How Yield Curves Move Bond ETFs

August 20, 2019

If you have read the latest news, you know that a lot of people are focusing on the yield curve and its current shape. This is because the term structure of the curve provides important information on market expectations for future economic growth and levels of inflation.

Moreover, the current curve shape resembles the one seen in the years 2006 and 2000, which would precede the “great financial crisis.” So, let’s take a closer at the curve’s recent action, how it is shaping bond ETF performance, as well as look back at other periods with a similar behavior.


Lower Yields, High Prices

As seen in the chart below, the yield curve has shifted downward in 2019, driving the outperformance of broad market bond ETFs (lower yields = higher bond ETF prices).

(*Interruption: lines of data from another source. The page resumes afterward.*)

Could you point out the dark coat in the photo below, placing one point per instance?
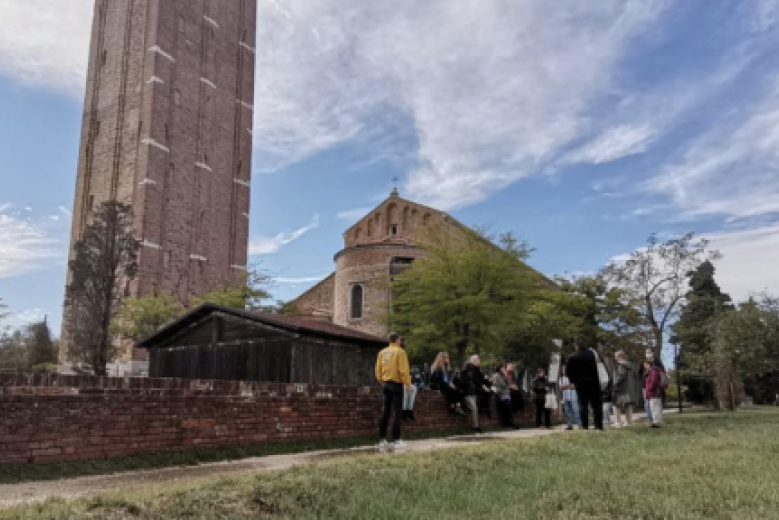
(582, 368)
(470, 380)
(625, 385)
(539, 389)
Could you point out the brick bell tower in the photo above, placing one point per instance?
(167, 128)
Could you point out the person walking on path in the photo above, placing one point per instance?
(582, 370)
(500, 385)
(409, 393)
(471, 384)
(570, 401)
(540, 384)
(646, 367)
(393, 373)
(517, 401)
(625, 386)
(653, 386)
(441, 379)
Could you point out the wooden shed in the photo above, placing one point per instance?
(214, 342)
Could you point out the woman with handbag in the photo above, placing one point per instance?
(502, 391)
(540, 384)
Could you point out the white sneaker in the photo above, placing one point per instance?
(399, 445)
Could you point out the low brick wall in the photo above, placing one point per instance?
(51, 418)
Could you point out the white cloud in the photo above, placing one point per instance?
(45, 43)
(732, 170)
(614, 143)
(26, 245)
(301, 280)
(263, 245)
(353, 215)
(17, 319)
(485, 110)
(749, 260)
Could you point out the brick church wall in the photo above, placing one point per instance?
(65, 418)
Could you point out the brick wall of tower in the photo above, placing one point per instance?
(167, 128)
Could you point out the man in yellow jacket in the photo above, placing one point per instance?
(392, 373)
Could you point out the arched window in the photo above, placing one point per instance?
(355, 311)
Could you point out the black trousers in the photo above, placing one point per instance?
(589, 393)
(542, 412)
(393, 405)
(505, 412)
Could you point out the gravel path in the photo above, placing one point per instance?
(15, 494)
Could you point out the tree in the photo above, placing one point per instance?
(704, 302)
(745, 347)
(103, 265)
(246, 291)
(41, 351)
(607, 315)
(466, 294)
(139, 318)
(653, 280)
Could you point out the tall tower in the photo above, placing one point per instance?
(168, 129)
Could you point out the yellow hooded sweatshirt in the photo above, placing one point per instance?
(392, 365)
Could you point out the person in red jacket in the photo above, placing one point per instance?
(654, 393)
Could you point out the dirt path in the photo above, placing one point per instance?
(15, 494)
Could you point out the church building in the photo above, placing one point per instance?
(381, 245)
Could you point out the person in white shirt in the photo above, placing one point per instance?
(570, 401)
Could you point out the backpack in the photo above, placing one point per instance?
(664, 381)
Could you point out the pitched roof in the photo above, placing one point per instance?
(289, 323)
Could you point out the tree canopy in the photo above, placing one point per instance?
(105, 261)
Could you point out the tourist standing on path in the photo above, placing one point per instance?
(606, 396)
(409, 392)
(471, 383)
(540, 384)
(646, 367)
(570, 401)
(517, 401)
(625, 386)
(582, 369)
(500, 385)
(441, 379)
(393, 373)
(654, 393)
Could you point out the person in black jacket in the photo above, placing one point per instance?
(540, 384)
(582, 370)
(471, 384)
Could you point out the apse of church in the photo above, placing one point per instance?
(378, 247)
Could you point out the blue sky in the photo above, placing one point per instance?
(582, 126)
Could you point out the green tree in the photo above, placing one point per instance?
(704, 302)
(41, 351)
(653, 280)
(139, 318)
(464, 296)
(246, 291)
(103, 265)
(608, 315)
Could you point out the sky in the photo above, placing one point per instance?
(581, 126)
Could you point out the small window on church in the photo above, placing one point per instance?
(355, 311)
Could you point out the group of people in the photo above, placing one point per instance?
(583, 387)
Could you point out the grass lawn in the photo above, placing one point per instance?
(698, 466)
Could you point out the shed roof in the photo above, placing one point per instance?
(290, 323)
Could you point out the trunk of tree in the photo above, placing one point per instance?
(658, 342)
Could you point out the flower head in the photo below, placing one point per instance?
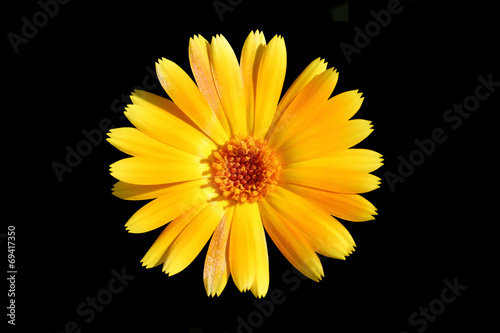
(226, 160)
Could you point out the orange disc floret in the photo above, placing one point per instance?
(245, 169)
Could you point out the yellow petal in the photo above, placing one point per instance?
(363, 160)
(193, 238)
(242, 251)
(291, 243)
(128, 191)
(199, 58)
(301, 117)
(229, 83)
(133, 142)
(261, 282)
(189, 99)
(316, 67)
(351, 207)
(270, 80)
(175, 200)
(149, 100)
(216, 271)
(330, 178)
(153, 170)
(157, 254)
(326, 142)
(325, 234)
(251, 54)
(342, 107)
(167, 128)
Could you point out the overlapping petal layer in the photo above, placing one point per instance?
(311, 133)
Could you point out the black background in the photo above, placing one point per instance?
(438, 224)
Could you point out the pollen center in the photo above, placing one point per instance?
(245, 169)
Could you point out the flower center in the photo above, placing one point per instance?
(245, 169)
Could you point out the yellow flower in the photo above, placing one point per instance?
(226, 159)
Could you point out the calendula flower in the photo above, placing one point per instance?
(226, 160)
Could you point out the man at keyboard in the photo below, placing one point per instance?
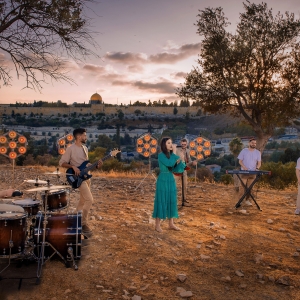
(249, 159)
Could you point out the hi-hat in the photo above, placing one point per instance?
(53, 173)
(57, 173)
(48, 188)
(38, 181)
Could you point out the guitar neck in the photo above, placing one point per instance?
(93, 166)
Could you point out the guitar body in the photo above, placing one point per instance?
(180, 174)
(75, 181)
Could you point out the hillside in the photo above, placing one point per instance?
(220, 252)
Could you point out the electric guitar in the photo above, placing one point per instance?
(75, 181)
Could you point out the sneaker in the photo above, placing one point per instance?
(86, 231)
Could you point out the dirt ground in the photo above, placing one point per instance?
(220, 252)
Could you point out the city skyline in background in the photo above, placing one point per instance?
(145, 50)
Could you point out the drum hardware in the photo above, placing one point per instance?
(70, 252)
(57, 200)
(36, 181)
(31, 206)
(41, 254)
(47, 188)
(12, 231)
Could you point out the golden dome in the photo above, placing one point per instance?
(96, 99)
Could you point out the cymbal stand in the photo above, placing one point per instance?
(10, 244)
(41, 261)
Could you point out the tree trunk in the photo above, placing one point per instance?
(262, 140)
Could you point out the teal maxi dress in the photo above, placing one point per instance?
(165, 201)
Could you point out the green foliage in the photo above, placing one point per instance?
(204, 174)
(275, 156)
(252, 72)
(226, 179)
(96, 154)
(282, 175)
(105, 142)
(112, 164)
(290, 155)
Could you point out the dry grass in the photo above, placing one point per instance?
(215, 241)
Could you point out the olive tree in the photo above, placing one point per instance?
(253, 72)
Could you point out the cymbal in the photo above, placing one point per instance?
(38, 181)
(54, 173)
(48, 188)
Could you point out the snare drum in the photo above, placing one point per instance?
(31, 206)
(56, 200)
(62, 231)
(12, 232)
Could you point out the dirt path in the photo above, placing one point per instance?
(220, 252)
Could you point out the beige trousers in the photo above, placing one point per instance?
(178, 180)
(85, 201)
(247, 180)
(298, 198)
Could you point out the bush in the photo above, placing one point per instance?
(204, 174)
(226, 179)
(282, 175)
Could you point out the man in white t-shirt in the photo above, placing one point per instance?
(297, 211)
(74, 156)
(249, 159)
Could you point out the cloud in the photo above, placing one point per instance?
(164, 87)
(184, 52)
(135, 68)
(177, 55)
(179, 75)
(126, 57)
(93, 68)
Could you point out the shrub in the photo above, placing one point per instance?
(226, 179)
(204, 174)
(282, 175)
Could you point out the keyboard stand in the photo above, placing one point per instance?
(248, 191)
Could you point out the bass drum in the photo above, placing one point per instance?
(62, 231)
(13, 228)
(31, 206)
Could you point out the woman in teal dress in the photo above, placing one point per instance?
(165, 202)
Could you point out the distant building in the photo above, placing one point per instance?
(96, 99)
(213, 168)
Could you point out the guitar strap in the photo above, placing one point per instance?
(86, 154)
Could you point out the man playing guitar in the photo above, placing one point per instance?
(74, 156)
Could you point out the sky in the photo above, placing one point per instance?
(146, 48)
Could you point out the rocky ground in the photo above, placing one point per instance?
(220, 252)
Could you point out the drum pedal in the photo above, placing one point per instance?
(70, 252)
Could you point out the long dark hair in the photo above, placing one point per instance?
(163, 146)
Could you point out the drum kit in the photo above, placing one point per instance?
(37, 230)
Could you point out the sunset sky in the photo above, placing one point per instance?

For a larger view, please click on the image above.


The Bloomberg Barclays Aggregate Market Index, a benchmark for the largest U.S. core bond ETFs, boasts a robust year-to-date total return of 8.78%. Because broad market bond ETFs hold a portfolio of several maturities, they have been the most convenient way for traders to gain access to the market.

Throughout 2019, they have gathered around $43 billion in new assets compared with only $7.6 billion in inflows last year.

Shrinking Spread

At the start of the year, the spread between three-month and 30-year maturities stood at 55 basis points. As of Aug. 15, the spread stood at a mere 7 basis points. This has caused long-term ETFs to rally. The iShares 20+ Year Treasury Bond ETF (TLT) and the Vanguard Extended Duration Treasury ETF (EDV) boast impressive total returns of 23.20% and 30.60%, respectively, as of Aug. 14, 2019.

Additionally, the three-month yield inversion is notable between the three- and five-year maturities. The spread between the three-month rate and the three-year is negative 0.49%, meaning intermediate bond ETF investors are willing to pay higher prices and receive lower monthly distributions than invest in ultra-short-term ETFs.

This market action hints that the Fed will cut rates by around 0.75% in the upcoming months. As of Aug. 14, 2019, the Schwab Intermediate-Term U.S. Treasury ETF (SCHR) and the SPDR Bloomberg Barclays Intermediate Term Treasury ETF (ITE) have year-to-date total returns of 7.34% and 7.37%, respectively.